新型冠状病毒肺炎(COVID-19)大流行仍然是一场新出现的公共卫生危机,具有严重的不良影响。该疾病由严重急性呼吸综合征冠状病毒2(SARS-CoV-2)感染引起,其通过靶向血管紧张素转换酶2(ACE2)受体进入细胞。然而,肾素-血管紧张素系统(RAS)平衡的改变会改变个体对COVID-19感染的易感性。我们旨在评估伊朗东南部人群样本中AGT基因rs699 C>T、ACE基因rs4646994 I/D和AGTR1基因rs5186 C>A变异与COVID-19感染风险及严重程度之间的关联。
共招募了504名受试者,其中包括258名COVID-19阳性患者和246名健康对照。分别通过聚合酶链反应(PCR)和PCR-限制性片段长度多态性(PCR-RFLP)对ACE基因rs4646994、AGT基因rs699和AGTR1基因rs5186多态性进行基因分型。

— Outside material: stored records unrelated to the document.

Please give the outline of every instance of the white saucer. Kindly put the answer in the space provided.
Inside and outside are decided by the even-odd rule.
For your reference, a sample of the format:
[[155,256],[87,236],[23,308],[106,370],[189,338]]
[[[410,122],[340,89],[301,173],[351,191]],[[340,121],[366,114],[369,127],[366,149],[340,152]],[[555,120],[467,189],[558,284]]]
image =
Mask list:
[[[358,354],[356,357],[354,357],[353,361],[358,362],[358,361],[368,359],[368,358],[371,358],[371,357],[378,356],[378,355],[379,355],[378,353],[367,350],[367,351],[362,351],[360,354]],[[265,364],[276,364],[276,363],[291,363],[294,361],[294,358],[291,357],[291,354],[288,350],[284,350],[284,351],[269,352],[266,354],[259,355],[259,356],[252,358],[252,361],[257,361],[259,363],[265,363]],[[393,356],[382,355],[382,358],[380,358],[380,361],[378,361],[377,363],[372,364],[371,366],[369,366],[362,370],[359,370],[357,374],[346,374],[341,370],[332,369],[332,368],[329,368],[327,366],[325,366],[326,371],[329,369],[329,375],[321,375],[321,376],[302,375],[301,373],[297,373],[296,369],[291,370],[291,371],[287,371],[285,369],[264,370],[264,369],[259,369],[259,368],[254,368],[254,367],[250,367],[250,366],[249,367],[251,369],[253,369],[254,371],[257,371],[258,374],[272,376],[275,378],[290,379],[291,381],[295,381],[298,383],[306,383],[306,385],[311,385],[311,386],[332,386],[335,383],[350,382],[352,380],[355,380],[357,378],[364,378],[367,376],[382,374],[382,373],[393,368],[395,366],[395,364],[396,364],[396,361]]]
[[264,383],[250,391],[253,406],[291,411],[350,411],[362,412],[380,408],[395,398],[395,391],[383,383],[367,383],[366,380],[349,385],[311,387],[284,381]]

我们的结果表明,ACE基因rs4646994的II基因型和I等位基因降低了COVID-19感染风险。此外,我们发现AGT基因rs699的TC基因型和C等位基因增加了COVID-19感染风险。AGTR1基因rs5186与COVID-19感染无关。而且,我们未发现这些多态性与疾病严重程度之间存在任何关联。然而,我们发现重症患者的年龄、糖尿病和高血压患病率显著高于非重症患者。
这些发现表明,ACE基因rs4646994和AGT基因rs699多态性增加了伊朗东南部人群感染COVID-19的风险。